100,000+ Movie Reviews from Kazakhstan: Russian, Kazakh, and Code-Switched Texts
For researchers working on low-resource and code-switched sentiment analysis, this provides a new dataset and baselines, but the contribution is incremental as it applies existing methods to a new domain.
The paper introduces a new multilingual movie review dataset from Kazakhstan with 100,502 reviews, and benchmarks sentiment analysis tasks, finding that transformer models outperform classical baselines on polarity classification but struggle with score classification due to class imbalance.
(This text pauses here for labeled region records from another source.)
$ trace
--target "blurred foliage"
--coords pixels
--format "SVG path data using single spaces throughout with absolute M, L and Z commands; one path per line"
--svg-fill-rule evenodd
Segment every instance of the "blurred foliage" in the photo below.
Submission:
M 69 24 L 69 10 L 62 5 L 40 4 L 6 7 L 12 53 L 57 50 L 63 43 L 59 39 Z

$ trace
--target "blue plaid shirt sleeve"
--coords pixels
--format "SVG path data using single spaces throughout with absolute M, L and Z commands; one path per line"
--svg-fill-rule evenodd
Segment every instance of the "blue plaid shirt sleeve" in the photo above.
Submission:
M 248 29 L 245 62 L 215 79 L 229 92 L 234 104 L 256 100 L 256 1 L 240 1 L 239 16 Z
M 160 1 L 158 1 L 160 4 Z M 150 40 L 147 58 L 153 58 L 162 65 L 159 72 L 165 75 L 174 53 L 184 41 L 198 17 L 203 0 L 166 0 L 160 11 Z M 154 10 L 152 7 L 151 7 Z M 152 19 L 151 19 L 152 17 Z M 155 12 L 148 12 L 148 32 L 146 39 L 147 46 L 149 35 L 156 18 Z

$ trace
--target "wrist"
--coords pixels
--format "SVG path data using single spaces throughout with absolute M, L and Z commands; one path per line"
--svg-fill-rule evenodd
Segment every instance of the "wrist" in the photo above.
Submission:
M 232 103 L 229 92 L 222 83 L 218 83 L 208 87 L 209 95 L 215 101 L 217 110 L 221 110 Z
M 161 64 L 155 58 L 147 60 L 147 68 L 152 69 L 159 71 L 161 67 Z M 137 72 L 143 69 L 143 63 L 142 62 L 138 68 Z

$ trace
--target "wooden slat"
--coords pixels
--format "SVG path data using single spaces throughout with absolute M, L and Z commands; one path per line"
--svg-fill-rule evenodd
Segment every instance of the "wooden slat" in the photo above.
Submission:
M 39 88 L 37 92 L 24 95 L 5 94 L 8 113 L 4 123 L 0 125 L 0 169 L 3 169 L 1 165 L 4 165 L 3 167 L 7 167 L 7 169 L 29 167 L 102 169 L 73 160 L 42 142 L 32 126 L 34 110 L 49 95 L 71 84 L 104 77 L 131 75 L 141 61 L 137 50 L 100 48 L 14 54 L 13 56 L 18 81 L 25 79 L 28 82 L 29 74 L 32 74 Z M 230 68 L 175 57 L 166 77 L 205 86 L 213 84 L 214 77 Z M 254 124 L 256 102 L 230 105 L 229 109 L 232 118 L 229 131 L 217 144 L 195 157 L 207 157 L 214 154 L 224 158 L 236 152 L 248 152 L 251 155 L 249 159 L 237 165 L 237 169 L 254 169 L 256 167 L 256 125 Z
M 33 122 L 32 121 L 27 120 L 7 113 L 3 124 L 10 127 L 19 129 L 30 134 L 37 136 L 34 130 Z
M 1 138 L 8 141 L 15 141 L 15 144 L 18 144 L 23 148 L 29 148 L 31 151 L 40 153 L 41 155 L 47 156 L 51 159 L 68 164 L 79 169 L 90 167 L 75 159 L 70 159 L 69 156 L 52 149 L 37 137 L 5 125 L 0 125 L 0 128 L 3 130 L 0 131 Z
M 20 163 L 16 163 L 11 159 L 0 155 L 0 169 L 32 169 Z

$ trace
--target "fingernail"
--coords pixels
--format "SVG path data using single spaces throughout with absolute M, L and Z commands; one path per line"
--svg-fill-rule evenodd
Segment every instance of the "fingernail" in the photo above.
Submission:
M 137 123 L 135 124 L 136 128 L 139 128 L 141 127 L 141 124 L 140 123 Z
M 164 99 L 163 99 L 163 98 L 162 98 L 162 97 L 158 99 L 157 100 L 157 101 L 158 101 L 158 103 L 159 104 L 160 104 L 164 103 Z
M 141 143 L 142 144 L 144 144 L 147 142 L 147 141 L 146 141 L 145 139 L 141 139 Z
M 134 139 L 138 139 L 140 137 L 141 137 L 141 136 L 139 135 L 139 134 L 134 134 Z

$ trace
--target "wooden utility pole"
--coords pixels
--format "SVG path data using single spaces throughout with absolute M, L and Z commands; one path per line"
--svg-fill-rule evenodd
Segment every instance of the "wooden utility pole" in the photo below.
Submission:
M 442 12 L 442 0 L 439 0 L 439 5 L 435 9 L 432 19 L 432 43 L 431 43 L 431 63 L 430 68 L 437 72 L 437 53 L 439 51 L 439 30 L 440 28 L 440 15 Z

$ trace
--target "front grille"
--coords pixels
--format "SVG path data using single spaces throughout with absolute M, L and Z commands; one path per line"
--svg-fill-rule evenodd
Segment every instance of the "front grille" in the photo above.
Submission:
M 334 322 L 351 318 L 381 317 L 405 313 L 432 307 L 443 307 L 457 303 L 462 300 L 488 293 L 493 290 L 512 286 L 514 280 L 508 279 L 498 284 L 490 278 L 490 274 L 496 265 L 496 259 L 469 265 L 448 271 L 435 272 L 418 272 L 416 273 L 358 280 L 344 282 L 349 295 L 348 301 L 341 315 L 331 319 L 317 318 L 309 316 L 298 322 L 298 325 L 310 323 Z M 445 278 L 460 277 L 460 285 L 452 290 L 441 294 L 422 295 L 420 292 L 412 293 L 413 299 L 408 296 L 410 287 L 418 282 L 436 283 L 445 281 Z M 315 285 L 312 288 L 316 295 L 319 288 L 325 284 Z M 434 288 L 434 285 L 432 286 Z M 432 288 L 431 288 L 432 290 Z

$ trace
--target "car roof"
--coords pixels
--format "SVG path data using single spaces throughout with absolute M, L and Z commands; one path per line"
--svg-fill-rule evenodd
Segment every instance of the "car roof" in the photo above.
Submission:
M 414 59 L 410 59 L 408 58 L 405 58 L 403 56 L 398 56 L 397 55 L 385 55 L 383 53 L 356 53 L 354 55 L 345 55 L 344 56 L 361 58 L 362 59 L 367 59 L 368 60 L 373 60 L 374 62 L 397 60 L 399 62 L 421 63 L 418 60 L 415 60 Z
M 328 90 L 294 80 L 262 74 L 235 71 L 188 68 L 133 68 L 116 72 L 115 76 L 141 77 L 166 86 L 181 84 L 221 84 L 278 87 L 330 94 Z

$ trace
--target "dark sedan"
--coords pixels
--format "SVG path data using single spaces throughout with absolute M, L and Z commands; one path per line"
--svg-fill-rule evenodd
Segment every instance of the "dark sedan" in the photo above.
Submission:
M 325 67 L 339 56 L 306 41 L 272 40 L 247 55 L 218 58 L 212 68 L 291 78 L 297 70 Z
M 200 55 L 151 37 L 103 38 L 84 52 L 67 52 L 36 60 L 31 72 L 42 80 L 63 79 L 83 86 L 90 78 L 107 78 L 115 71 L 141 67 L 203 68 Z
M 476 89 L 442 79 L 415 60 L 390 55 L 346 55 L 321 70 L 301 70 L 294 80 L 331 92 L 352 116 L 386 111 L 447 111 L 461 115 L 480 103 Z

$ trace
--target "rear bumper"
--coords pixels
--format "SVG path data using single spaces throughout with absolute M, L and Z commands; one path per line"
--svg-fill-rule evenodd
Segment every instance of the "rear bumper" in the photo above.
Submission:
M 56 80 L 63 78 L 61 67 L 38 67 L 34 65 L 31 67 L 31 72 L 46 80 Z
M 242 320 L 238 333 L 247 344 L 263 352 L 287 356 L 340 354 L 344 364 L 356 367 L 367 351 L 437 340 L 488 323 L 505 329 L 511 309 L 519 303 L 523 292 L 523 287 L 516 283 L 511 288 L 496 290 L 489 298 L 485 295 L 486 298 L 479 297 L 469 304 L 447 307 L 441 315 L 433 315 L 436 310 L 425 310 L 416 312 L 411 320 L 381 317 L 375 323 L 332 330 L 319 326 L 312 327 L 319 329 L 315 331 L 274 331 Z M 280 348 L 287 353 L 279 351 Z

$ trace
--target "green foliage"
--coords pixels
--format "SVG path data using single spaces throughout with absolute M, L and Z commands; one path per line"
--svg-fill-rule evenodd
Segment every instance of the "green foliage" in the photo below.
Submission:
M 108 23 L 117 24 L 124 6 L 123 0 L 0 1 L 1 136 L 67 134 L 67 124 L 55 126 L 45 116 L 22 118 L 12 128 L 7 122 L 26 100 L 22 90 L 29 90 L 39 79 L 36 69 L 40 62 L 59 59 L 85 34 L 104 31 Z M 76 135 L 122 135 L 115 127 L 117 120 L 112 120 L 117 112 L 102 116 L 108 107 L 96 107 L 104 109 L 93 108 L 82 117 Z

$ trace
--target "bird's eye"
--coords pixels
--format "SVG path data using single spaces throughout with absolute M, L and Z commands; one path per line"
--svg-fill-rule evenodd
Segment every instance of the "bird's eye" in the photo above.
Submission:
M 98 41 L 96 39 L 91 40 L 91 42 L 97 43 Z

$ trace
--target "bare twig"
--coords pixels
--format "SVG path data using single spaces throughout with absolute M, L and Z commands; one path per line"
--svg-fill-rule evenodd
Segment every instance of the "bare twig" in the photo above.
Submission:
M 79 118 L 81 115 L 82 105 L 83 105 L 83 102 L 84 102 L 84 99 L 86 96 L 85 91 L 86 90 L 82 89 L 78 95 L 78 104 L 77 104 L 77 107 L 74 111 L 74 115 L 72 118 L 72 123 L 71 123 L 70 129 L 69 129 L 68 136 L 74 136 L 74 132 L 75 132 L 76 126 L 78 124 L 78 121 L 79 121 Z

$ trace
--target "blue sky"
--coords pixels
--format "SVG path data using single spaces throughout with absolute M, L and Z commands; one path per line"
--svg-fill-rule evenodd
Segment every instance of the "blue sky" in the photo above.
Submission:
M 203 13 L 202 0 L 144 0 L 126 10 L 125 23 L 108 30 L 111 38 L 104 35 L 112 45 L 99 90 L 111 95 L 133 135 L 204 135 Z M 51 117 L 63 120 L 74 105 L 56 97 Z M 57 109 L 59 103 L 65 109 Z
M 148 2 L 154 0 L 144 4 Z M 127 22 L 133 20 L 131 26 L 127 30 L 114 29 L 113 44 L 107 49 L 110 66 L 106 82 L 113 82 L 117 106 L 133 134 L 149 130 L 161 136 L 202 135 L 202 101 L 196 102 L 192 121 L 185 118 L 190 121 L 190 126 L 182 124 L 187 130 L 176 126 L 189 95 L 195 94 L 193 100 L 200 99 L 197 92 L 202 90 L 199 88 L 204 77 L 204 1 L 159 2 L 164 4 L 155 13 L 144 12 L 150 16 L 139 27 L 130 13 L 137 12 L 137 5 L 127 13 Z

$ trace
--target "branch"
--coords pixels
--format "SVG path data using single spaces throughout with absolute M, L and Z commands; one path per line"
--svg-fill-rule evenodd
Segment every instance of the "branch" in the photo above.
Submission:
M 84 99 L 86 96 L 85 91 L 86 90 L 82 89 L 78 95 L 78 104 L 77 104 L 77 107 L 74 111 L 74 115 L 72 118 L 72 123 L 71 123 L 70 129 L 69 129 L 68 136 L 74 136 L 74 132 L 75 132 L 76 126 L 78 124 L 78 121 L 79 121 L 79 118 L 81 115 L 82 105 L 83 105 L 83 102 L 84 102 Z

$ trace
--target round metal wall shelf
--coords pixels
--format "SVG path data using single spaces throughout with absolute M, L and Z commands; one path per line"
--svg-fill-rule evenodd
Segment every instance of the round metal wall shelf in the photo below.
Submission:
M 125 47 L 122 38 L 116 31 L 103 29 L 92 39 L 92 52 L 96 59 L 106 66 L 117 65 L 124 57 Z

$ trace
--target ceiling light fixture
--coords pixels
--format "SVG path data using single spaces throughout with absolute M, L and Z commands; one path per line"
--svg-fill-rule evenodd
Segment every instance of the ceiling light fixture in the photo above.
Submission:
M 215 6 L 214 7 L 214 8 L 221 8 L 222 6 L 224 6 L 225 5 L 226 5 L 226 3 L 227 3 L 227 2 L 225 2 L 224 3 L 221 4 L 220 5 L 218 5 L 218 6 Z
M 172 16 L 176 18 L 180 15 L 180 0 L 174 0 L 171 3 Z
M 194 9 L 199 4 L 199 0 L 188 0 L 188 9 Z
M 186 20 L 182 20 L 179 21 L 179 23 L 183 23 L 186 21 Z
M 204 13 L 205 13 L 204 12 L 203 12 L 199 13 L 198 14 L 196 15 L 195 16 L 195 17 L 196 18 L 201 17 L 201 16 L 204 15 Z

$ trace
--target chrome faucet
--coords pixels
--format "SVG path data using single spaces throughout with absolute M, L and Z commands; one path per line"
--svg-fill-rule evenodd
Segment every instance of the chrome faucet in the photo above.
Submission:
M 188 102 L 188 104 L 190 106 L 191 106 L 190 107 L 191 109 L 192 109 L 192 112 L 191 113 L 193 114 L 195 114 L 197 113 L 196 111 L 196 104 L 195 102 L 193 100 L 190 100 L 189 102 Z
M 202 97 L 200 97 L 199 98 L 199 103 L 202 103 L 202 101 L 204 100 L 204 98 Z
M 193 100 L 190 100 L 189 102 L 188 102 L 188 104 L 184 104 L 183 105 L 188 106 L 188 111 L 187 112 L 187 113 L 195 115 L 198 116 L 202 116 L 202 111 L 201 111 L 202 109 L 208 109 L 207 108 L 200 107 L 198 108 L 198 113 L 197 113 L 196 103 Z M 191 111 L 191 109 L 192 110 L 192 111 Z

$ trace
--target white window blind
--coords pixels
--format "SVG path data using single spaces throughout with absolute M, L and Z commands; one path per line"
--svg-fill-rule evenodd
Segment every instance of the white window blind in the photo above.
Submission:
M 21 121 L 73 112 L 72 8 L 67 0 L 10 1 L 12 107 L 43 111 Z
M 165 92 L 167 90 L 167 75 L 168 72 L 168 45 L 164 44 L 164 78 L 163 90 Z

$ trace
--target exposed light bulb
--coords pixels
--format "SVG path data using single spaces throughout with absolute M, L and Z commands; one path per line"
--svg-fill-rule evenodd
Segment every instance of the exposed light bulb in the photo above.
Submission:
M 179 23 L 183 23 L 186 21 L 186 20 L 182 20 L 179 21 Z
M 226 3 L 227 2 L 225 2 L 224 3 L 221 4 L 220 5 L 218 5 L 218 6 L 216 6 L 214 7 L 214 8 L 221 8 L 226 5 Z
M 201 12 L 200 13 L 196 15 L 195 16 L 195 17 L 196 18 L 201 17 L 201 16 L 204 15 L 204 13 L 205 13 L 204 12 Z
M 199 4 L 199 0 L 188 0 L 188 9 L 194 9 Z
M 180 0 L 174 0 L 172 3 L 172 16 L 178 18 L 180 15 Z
We present a new publicly available corpus of 100,502 movie reviews from Kazakhstan collected from kino.kz, spanning 2001-2025 and covering 4,943 unique titles. The dataset is multilingual, consisting mainly of Russian reviews alongside Kazakh and code-switched texts. Reviews are manually annotated for language and sentiment polarity, and 11,309 reviews additionally contain explicit user-provided ratings. We define two sentiment tasks -- three-way polarity classification and five-class score classification -- and benchmark classical BoW/TF-IDF baselines against multilingual transformer models (mBERT, XLM-RoBERTa, RemBERT). Experimental results show that transformer models consistently outperform classical baselines on polarity classification, while score classification remains challenging under leakage-controlled evaluation due to severe class imbalance and subtle distinctions between adjacent rating levels.